John Michael Hayes had a genius of adapting racy material to the screen with just the right amount of emphasis - so many of films from his screenplays fall into the "if it had been made a bit before it would have been too much - later not enough" category. Consider: Rear Window, To Catch a Thief, Peyton Place, The Carpetbaggers. All of them pushed it to the limit just to the right amount. His adaptations of the latter two were especially strong.
The Carpetbaggers certainly has its flaws - pompous narration that starts and ends the film, and to be honest you have to know this was based on a best seller to understand why it was made in the first place, but Hayes does as good a job as possible. Its full of interesting scenes and lines, apart from the then-obligatory "fire truck" or "Rosebud" psychological revelation (i.e. "I'm only mean because when I was young they took my toy fire truck away").
George Peppard is spot on as the hard-edged Jonas Cord - he was good playing a bastard, was Peppard, who is never considered a big 60s star but still featured in a lot of big hits. (I think he was kind of like Kurt Russell in that way).
Carroll Baker is also very good as his step mother Rita - she is exploited physically to the nth degree, is Baker - the first shot of her has her draped in a towel with a bare back, she has one scene where she dances on a chandelier (bare back again) - but you have to say she suits it, with that wonderfully throaty voice and experienced look (this film revived her career, turning her into a sex symbol - but she kind of was one earlier, even in her earlier films eg Baby Doll and Giant, she always looked as though she knew what she was doing).

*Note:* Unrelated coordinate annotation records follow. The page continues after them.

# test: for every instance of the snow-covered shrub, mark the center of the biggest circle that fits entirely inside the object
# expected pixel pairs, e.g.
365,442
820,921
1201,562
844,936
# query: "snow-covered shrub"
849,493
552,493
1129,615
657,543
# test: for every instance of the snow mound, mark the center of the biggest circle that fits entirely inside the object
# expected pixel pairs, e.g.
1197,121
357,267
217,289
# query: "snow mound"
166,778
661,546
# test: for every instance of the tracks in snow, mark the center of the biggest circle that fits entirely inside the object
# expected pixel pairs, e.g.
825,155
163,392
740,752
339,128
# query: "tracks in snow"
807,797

Martha Hyer is quite sympathetic (if a bit too visually similar to Baker, which I guess is the point but makes it harder for her to have an impact) as a later love of Cord's - an ex hooker he turns into a star and betrays. (NB this film makes turning people into stars look very easy - Cord does it both with Baker and Hyer. If he'd made one flop it might have been more believable - Howard Hughes did strike gold with Jane Russell and Jean Harlow but don't forget Faith Domerge.)

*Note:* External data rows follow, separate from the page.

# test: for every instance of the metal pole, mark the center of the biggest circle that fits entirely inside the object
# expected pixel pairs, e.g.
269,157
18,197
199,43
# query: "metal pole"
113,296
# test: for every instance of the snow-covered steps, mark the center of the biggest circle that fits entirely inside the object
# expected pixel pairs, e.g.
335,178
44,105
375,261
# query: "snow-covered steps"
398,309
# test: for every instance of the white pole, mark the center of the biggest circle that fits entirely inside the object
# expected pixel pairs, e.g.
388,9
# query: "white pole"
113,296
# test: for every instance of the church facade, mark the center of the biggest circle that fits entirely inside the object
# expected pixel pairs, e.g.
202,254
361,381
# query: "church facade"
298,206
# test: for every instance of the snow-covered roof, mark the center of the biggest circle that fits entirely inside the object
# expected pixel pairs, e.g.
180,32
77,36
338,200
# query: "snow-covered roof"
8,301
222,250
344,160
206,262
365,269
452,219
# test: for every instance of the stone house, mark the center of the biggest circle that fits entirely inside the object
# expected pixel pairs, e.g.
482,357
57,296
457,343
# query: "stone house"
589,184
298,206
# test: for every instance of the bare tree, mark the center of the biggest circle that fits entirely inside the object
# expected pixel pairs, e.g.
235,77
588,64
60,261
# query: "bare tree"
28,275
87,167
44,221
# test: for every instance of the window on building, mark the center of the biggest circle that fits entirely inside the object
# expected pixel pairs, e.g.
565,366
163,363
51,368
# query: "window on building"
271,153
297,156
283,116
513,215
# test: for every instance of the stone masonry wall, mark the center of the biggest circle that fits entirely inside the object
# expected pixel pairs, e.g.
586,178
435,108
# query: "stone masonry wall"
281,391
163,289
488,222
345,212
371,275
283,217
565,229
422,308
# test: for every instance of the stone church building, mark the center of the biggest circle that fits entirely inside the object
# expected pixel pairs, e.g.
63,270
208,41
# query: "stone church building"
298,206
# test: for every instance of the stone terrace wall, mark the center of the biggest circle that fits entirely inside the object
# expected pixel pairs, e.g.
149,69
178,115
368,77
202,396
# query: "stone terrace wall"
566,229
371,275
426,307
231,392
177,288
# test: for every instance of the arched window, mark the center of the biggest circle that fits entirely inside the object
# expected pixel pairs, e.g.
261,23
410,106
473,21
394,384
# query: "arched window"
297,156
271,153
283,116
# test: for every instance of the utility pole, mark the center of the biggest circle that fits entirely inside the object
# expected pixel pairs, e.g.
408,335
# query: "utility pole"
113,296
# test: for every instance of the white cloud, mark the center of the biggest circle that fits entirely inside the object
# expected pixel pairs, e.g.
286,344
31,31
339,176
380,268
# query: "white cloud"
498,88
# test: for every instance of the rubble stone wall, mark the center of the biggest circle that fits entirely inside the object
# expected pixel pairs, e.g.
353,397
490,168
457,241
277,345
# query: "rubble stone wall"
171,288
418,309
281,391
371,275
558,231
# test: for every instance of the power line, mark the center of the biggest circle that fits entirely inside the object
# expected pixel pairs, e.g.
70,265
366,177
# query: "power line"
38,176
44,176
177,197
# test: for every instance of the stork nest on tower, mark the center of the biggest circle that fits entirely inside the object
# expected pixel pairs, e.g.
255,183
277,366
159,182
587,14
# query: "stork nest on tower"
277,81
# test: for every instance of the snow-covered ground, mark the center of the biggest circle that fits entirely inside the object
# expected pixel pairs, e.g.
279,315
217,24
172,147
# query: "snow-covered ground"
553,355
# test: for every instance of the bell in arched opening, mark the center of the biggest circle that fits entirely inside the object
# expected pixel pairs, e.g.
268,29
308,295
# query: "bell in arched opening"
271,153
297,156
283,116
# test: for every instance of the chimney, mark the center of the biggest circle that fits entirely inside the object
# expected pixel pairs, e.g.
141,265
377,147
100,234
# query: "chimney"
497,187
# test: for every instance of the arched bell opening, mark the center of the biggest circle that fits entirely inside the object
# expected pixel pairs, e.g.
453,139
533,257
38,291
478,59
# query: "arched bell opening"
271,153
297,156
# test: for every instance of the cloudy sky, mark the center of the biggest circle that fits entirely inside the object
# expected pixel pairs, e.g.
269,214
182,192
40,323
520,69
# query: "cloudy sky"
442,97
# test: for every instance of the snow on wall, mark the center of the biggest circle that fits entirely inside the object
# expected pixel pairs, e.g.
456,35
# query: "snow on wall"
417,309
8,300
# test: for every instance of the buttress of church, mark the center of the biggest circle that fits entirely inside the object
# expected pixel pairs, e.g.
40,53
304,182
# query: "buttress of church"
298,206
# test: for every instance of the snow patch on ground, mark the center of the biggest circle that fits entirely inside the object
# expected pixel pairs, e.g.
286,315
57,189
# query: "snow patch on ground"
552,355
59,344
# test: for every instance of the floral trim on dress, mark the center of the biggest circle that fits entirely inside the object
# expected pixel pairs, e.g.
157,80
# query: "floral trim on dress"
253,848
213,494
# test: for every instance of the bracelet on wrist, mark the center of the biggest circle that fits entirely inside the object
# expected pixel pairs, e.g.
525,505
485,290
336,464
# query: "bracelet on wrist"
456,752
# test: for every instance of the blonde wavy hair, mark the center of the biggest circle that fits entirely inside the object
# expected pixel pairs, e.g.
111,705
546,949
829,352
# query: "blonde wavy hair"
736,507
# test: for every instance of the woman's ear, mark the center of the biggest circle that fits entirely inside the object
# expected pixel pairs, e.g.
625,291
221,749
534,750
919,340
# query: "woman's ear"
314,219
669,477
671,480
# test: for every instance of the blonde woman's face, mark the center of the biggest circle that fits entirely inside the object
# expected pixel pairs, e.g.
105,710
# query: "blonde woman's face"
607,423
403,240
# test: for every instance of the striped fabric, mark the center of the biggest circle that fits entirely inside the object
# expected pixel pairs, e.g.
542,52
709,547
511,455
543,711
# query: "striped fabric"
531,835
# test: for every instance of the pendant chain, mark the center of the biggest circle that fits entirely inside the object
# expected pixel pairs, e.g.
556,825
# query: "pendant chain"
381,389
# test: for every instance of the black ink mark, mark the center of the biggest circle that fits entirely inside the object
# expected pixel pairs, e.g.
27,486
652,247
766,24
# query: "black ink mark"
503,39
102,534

Alan Ladd makes his final appearance, the first time (apart from cameos) he didn't play the lead ever since This Gun for Hire. He looks awful, bloated and tired, like the aging alcoholic he was - which is OK towards the end of the film when his character is supposed to be an aging alcoholic, but not at the beginning. When Baker takes off his shirt rubs his chest seductively and asks "how old are you, Nevada" and he says 43 and Baker says "you look 30" - he looks as though he's lying (he looks in his fifties) and so is she. I know cowboy actors like William Boyd made it later on in life but they didn't have that tired, washed out look that Ladd has, so you don't believe he's a star either. But as I said later on in the film he is better when he's down on his luck and has been through a bit of a battle - indeed, his scenes with Peppard towards the end are quite touching. (Ladd looked such a wreck towards the end of his life it's a shame he never got the chance to play a role that really exploited it - the way, say, Errol Flynn got to with his drunk parts in the late 50s).

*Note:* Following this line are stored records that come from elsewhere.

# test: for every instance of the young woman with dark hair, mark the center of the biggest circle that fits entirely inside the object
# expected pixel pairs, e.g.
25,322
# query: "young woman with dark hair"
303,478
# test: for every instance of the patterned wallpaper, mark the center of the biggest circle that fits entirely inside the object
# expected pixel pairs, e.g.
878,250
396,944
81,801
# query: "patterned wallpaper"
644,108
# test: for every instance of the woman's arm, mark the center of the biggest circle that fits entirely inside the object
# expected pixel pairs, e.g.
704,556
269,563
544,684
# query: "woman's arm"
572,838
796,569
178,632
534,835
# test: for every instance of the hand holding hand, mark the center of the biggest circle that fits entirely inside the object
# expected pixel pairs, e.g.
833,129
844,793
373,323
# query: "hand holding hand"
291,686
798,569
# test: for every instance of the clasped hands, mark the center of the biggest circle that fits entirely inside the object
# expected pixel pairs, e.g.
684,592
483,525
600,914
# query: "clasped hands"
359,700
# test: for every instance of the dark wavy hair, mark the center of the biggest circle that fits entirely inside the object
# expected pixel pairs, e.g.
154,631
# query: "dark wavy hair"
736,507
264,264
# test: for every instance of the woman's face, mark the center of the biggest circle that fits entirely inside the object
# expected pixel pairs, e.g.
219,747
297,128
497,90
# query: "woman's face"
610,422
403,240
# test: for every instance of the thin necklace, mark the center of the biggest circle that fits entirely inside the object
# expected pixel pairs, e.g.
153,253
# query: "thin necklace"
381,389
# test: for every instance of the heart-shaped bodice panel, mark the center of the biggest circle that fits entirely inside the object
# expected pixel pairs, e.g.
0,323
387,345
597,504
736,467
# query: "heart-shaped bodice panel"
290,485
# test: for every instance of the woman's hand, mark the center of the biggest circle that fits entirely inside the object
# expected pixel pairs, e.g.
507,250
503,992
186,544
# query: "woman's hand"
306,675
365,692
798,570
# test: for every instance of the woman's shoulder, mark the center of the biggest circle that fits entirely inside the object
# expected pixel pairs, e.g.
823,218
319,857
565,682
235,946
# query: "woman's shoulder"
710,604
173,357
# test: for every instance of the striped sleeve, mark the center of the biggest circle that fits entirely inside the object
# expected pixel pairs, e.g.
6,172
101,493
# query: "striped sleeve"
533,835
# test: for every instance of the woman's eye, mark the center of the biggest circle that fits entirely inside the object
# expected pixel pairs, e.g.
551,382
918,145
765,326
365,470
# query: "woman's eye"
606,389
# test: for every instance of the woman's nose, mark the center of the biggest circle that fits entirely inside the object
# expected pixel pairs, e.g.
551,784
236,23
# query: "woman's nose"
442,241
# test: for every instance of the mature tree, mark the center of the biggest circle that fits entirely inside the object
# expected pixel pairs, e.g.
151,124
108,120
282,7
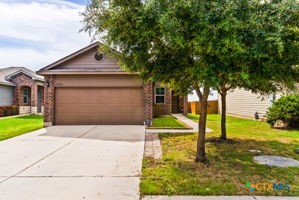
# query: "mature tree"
257,45
177,42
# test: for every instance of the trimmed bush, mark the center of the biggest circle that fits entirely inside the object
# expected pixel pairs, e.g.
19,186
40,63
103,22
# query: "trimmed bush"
286,110
8,110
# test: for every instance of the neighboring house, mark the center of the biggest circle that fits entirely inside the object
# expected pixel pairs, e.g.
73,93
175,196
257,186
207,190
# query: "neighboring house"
22,87
87,87
240,102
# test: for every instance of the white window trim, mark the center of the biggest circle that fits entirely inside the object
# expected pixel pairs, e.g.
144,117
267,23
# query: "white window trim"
160,95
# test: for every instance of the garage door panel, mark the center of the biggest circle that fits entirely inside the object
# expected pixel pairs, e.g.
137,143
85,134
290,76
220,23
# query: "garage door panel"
99,106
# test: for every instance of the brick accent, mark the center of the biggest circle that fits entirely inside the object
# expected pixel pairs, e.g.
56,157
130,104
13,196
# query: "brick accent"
148,100
22,80
49,101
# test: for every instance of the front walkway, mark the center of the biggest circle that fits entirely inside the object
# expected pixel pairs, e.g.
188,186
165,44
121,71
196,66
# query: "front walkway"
73,163
184,119
217,198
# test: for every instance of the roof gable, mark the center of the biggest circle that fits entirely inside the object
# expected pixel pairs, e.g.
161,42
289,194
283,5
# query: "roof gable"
83,61
7,73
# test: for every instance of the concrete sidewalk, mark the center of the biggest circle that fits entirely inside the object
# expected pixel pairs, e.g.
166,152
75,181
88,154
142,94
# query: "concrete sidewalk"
218,198
185,120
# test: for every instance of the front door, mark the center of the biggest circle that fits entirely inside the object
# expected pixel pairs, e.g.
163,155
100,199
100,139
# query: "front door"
40,92
175,102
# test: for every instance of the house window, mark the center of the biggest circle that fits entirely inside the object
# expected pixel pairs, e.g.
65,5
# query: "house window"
26,95
160,95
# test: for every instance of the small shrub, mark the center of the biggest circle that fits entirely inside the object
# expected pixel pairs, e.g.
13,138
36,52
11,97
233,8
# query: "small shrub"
8,110
285,109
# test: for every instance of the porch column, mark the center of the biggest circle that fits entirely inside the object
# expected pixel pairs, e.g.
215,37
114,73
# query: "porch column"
49,101
185,105
33,98
148,101
17,96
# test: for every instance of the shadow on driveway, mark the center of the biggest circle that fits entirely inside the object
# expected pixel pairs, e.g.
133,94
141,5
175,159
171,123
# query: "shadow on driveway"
125,133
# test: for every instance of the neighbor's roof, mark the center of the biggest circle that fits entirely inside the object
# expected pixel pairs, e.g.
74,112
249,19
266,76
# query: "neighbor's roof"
7,73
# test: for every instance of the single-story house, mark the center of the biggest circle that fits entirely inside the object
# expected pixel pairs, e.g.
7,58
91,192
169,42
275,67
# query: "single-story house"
243,103
88,87
21,87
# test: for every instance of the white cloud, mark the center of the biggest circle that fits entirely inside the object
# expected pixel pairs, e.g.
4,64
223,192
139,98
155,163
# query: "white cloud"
34,34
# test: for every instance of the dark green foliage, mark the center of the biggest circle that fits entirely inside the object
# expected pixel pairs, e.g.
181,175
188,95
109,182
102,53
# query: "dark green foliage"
8,110
285,109
195,44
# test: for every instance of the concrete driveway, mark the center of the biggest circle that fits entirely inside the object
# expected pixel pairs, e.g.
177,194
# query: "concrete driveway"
73,162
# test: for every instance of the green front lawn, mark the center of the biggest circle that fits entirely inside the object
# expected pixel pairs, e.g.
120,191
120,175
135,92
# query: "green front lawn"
12,127
230,164
167,122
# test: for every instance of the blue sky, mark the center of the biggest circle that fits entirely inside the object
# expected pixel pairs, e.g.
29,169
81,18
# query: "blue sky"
35,33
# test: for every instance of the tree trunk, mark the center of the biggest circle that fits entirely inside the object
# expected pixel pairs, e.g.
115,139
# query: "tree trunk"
201,152
223,114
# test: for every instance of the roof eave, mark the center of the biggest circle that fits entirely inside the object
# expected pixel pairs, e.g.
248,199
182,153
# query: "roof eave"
8,84
78,72
66,58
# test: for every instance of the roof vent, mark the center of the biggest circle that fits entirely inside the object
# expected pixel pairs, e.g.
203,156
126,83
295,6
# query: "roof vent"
99,57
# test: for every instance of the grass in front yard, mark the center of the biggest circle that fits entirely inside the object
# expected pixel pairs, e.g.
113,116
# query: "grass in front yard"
230,164
12,127
167,121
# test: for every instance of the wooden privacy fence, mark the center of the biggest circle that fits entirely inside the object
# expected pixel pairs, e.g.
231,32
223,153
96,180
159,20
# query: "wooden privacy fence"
194,107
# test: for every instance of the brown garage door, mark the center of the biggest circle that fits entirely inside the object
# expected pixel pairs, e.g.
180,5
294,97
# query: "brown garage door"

Far better is Bob Cummings as a slimy Hollywood agent - there was always something inherently a little slimy about Cummings (the way there was about another "nice guy" actor, Fred MacMurray), and its exploited here effectively: he's slightly effeminate, aging, with a wicked glint in his eye. It's a terrific performance.
Martin Balsam is also good as a ruthless Hollywood type (though legal point - if he sold the studio to Peppard without telling Peppard that Baker has died, then Peppard would probably be able to have the contract ruled invalid ).
Lew Ayres is sturdy in one of those "essentially decent person" roles he was often found in. Elisabeth Ashley has the other key role, as Peppard's wife - she has voice and personality, Ashley, but she looks a little funny - bug eyes or something, not that attractive (maybe it's the hair she wears in this film), and you can understand from this why she never became the big star people were predicting of her despite clearly having ability and a warm personality - despite those things, she doesn't have Baker's on-screen va-va-voom.